Future Of Local Charity’s Peer Education Programme Secured For Next Two Years
Staff at Sheffield law firm Irwin Mitchell have raised an incredible £55,184 for the Peer Education Programme of Roundabout, a local youth homeless charity committed to helping young people aged 16-25 who are homeless or at the risk of homelessness in the city. This new funding now secures the future of this vital programme until 2021.
Roundabout was nominated by Sheffield office staff to be their Charity of the Year as part of the Irwin Mitchell Charities Foundation (IMCF) programme. Established in 1997, the IMCF is an independent registered charity which, thanks to last year’s efforts, has donated more than £2 million to good causes throughout the UK and £284,000 in 2018 alone.
Sheffield staff took part in a number of fundraising initiatives over the 12 month period, including a netball tournament, bake sales and running in the Sheffield 10k and Percy Pud races. Others took part in the charity’s Sleep Out, in addition to the firm being an official sponsor of the project.
All the money raised will help fund the Roundabout Peer Education Programme, which is delivered by young Peer Educators to thousands of young people in schools and colleges every year, as a key part of the charity’s Homeless Prevention Service.
Expert Opinion“Roundabout is a superb local charity that works with over 180 young people every day, providing support and shelter, in addition to life skills to help them gain independence. The Peer Education Programme is having a positive impact on thousands of young lives in the city. All the staff in the Sheffield office are proud we have been able to raise such a significant sum for them via the IMCF.” Niall Baker - Chairman of IM Asset Management & Partner
Ben Keegan, Roundabout CEO, said: “We are so grateful to Irwin Mitchell for raising this incredible amount of money for Peer Education, our ground breaking homeless education project for under 16s. Our dedicated team of Peer Educators are all young people who have experienced homelessness themselves, are trained to deliver sessions in schools and gain a BTEC Level 2 Award in Skills for Further Learning and Employment. The sessions raise awareness of youth homelessness, break down stereotypes, explore the reasons young people become homeless using real life stories and inform young people of local organisations that can help with problems at home.

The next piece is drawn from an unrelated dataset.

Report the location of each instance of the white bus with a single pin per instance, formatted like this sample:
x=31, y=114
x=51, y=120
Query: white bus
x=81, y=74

“Last year, we delivered sessions to more than 3000 students across Sheffield, preventing many young people from becoming homeless unnecessarily, signposting others to services to help address issues at home and supporting some to leave home in a planned way by being placed in suitable accommodation with support for independent living. This funding will enable us to deliver Peer Education for a further two years and reach even more young people, preventing them from becoming homeless.”